Fred Coutts shares his expertise in steering business development initiatives, offering valuable insights and strategies for success in the dynamic landscape of the food and beverages industry.
If it’s happened once, it’s happened a million times…a weekend warrior chef or baker shares a handcrafted beverage or some great cookies with their friends and neighbors, who all extoll them to sell them at the local grocer. “You should sell these; you’d make a million!”
Buoyed by positive feedback and the relatively low costs of starting a food business, before you know it, the weekend warrior is renting a commercial kitchen in the middle of the night and cranking out their creation. During the day, while still working their day job, they are contacting stores attempting to get on the shelf.
Starting locally is always the best way to go. If your local stores can’t sell your product using home field advantage, then it’s not likely your product will sell outside your local area. Once you begin introducing transportation and logistics into the mix, the price to the end user goes up quickly, and if you’re not able to counterbalance that with scaling up to drive your cost per unit production lower, it’s a zero-sum game.
Then there’s the matter of selling to retailers. When you walk up and down the aisles, you don’t see many “holes” on the shelf; and the ones you do see are likely just out of stock from the distributor or the manufacturer. Rare is the real estate that’s as valuable is an inch of shelf space at a grocery store. So, the retailer is not just waiting for your invention. Most have what is known as a Review Calendar. In other words, they only take submissions for cookies one time a year, and they may “refresh” the category one other time. That’s how large retailers operate, which is why the general advice is to start with small, local retailers.
IF you’re lucky enough to get to the shelf with large retailers, they can also crush small vendors by charging exorbitant fees to gain shelf space, only to throw them out in six months due to slow sales. Why? Because small ones couldn’t compete with larger manufacturers who have large marketing budgets which they use to pay retailers for ads. The REALLY big manufacturers supplement those dollars with TV, Radio, Newspaper and online advertising direct into millions of households.

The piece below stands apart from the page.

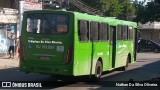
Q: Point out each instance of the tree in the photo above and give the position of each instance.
(113, 8)
(128, 9)
(149, 13)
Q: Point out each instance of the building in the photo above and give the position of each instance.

Despite the odds, thousands of brands emerge every single year. What separates the winners from the losers? In my humble opinion, there are two traits I look for in founders:
- They have the ability to create unique products. Something the market hasn’t seen before, or it is so much better than what’s out there that it finds its way to the shelf. Think “Gluten Free” a decade ago. The folks who figured out how to make foods that traditionally had gluten, without it, while keeping the taste close to what people expect hit it out of the park.
- Brilliant marketers, who understand their target audience so much that they are able to give them what they want.